Lawsuits involving one of the biggest pharmaceutical companies and one of the most controversial medical devices in the U.S. now are centralized to a single court.

Johnson & Johnson is accused of hiding knowledge that its power morcellator could cause an accidental spread of uterine cancer during hysterectomies and surgeries to remove fibroids.

The Judicial Panel on Multidistrict Litigation transferred at least 28 morcellator lawsuits to the U.S. District Court for the District of Kansas, a multidistrict litigation (MDL) court.

“This decision by the panel is an extremely important one because it ensures that these cases will move at the fastest possible pace,” said Paul Pennock, a lead attorney at Weitz & Luxenberg who led the arguments for consolidation.

Courts consolidate lawsuits to MDLs when a large number of plaintiffs file lawsuits involving the same facts against the same defendant. The process allows the courts to operate more efficiently and decreases the costs for all parties involved.

“We believe this will allow our clients to obtain justice much more swiftly and reliably than might otherwise be the case if each client were compelled to battle the defendants in isolated courtrooms scattered across the country,” Pennock said.

The lawsuits accuse Ethicon, a subsidiary of J&J, of designing a defective product and failing to warn patients of risks.

Morcellator Controversy Growing

The surgical tool that uses small blades to break tissue into small fragments remains one of the most controversial devices in the U.S.

One congressman, U.S. Rep.

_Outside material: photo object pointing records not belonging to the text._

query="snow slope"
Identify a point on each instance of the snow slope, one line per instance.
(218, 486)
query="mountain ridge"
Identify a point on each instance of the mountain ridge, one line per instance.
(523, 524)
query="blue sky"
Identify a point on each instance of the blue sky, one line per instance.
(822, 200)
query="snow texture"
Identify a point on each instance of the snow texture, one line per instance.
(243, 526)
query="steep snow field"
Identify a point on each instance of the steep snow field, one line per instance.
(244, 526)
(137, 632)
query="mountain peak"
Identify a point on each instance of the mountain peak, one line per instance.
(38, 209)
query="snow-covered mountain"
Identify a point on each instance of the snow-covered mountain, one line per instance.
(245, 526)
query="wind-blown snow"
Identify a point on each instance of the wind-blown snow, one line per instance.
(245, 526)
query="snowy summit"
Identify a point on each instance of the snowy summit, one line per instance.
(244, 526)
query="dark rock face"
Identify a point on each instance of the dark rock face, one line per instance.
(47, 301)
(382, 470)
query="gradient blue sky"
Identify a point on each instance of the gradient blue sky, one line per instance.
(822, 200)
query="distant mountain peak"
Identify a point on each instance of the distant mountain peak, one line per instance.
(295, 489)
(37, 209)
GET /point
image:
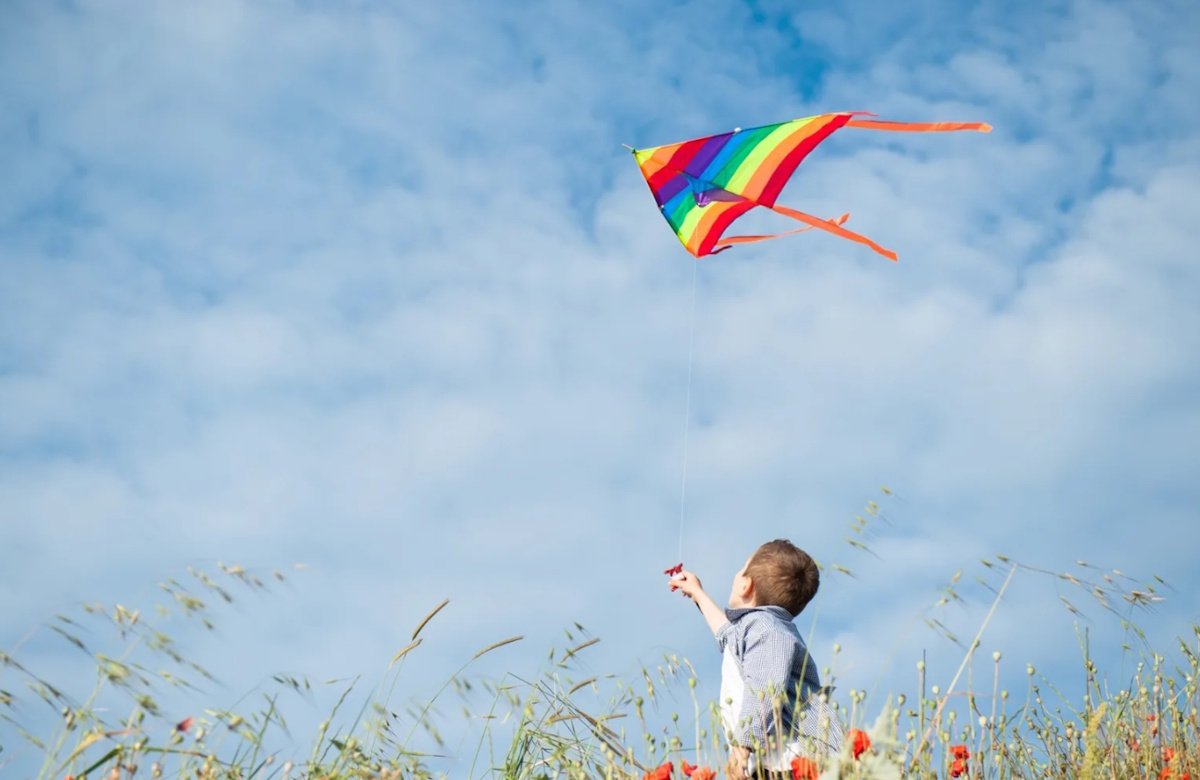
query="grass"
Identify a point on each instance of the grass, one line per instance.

Mike Fitzpatrick, fought for amendments to regulate medical devices to be added to the 21st Century Cures Act that was passed by the U.S. House of Representatives in July. The amendments stemmed from news that some women were rapidly developing cancer after surgeries involving the device.

Months later, members of Congress led by Fitzpatrick petitioned the U.S. Government Accountability Office to investigate the devices and the U.S. Food and Drug Administration process that cleared them. The GAO agreed to investigate morcellators and the FDA in September.

The recent news adds to an existing history of controversy involving power morcellators that began more than a year ago, and Johnson & Johnson’s name keeps coming up.

J&J, Ethicon May Have Known of Risks

Morcellators were once thought to have an extremely rare risk of unintentionally spreading uterine cancer, but the FDA warned the actual risk was one in 350 in April 2014. The warning came almost two decades after the device entered the market.

The same month, J&J recalled its morcellators from the market. One month later, the Wall Street Journal and the New York Times reported the Federal Bureau of Investigation was investigating J&J’s knowledge of the dangers the device could pose.

There’s evidence that companies should’ve known of the dangers long before the warnings in 2014.

The FBI interviewed retired pathologist Dr. Robert Lamparter who warned J&J about the risks in 2006, according to reports.

Long before that, studies in the 1990s and early 2000s indicated the risk of morcellators spreading cancer in women was much higher than popularly thought.

Evidence proving the timing of when J&J, Ethicon and other companies knew of the risks will be a key determinant towards the outcomes of lawsuits. Cases in the MDL will only include those that name Ethicon as a defendant. Lawsuits against other companies will proceed individually in the district that they’re filed.

The legal process for cases against J&J and Ethicon will be made much easier now that cases are consolidated to a single court. MDLs reduce the cost for all parties involved and allow multiple law firms to advocate on the behalf of all plaintiffs.

The first J&J and Ethicon lawsuits could see a jury within two years, which is usually about the time it takes for settlement talks to become serious.